I have to study the scheme theoretic inverse image of points under the morphism $f: \operatorname{Spec}\mathbb{R}[x,y]/<x^2+y^2-1> \mapsto \operatorname{Spec}\mathbb{R}[x]$ which projects the circle $x^2+y^2-1$ onto the $x-$axis.

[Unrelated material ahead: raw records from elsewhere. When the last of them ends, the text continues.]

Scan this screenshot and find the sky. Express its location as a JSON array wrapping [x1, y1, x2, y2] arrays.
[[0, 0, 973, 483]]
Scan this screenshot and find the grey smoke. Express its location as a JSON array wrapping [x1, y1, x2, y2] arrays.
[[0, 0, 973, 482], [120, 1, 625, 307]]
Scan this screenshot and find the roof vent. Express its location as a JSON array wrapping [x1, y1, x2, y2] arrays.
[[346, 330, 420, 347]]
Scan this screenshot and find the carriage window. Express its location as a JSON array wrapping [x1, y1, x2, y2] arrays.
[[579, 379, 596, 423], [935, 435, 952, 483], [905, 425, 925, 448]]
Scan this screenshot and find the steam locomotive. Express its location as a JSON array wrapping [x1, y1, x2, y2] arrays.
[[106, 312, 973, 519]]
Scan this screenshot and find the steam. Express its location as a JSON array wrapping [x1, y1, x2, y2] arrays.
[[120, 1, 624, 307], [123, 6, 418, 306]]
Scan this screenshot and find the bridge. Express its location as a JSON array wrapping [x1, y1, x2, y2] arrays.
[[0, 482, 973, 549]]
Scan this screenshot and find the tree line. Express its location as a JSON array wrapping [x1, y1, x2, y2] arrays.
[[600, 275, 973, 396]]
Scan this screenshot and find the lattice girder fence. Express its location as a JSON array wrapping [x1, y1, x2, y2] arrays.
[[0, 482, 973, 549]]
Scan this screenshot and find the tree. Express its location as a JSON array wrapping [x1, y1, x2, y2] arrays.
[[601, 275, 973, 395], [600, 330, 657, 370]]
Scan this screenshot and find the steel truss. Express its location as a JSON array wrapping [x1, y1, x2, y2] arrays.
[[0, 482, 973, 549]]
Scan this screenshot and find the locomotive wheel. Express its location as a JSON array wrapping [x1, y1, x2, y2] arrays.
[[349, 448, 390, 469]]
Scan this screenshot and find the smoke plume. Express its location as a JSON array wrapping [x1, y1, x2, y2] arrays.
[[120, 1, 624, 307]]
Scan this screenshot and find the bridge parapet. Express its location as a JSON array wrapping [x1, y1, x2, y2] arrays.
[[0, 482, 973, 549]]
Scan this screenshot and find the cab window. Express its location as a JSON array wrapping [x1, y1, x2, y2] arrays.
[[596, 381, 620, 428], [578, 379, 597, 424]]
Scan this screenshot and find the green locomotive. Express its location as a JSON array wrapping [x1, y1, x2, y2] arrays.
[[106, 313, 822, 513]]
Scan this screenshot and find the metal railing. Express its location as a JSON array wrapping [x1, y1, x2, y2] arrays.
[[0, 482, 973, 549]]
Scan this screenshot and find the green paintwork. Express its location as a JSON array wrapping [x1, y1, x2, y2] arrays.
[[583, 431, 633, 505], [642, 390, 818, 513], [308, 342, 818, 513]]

Now, we have geometrically that $f^{-1}(y)$ is empty if $|y| > 1$; it has a point if $|y|=1$ and it has two points otherwise. I want to show that this situation is the same for schemes. I'll write $X'$ to denote the scheme theoretic inverse image at any level $y$. The morphism $f$ induces $f^{*}: \mathbb{R}[x] \mapsto \mathbb{R}[x,y]/<x^2+y^2-1>=A$. According to Shafarevich, the closed embedding $Y' \in Y$ is defined by a quotient homomorphism $\mathbb{R}[x] \mapsto \mathbb{R}[x]/I$ (with $Y'$ is a closed subscheme of $Y$ in general; in our case it's a point);
if $f^*(I)A=A$, then $X'=\emptyset$;
otherwise, the scheme $X'=\operatorname{Spec}[A/f^*(I)A]$ is the desidered scheme theoretic inverse image.
Who guarantees that $f^*(I)A$ is an ideal? And how can I finish the exercise?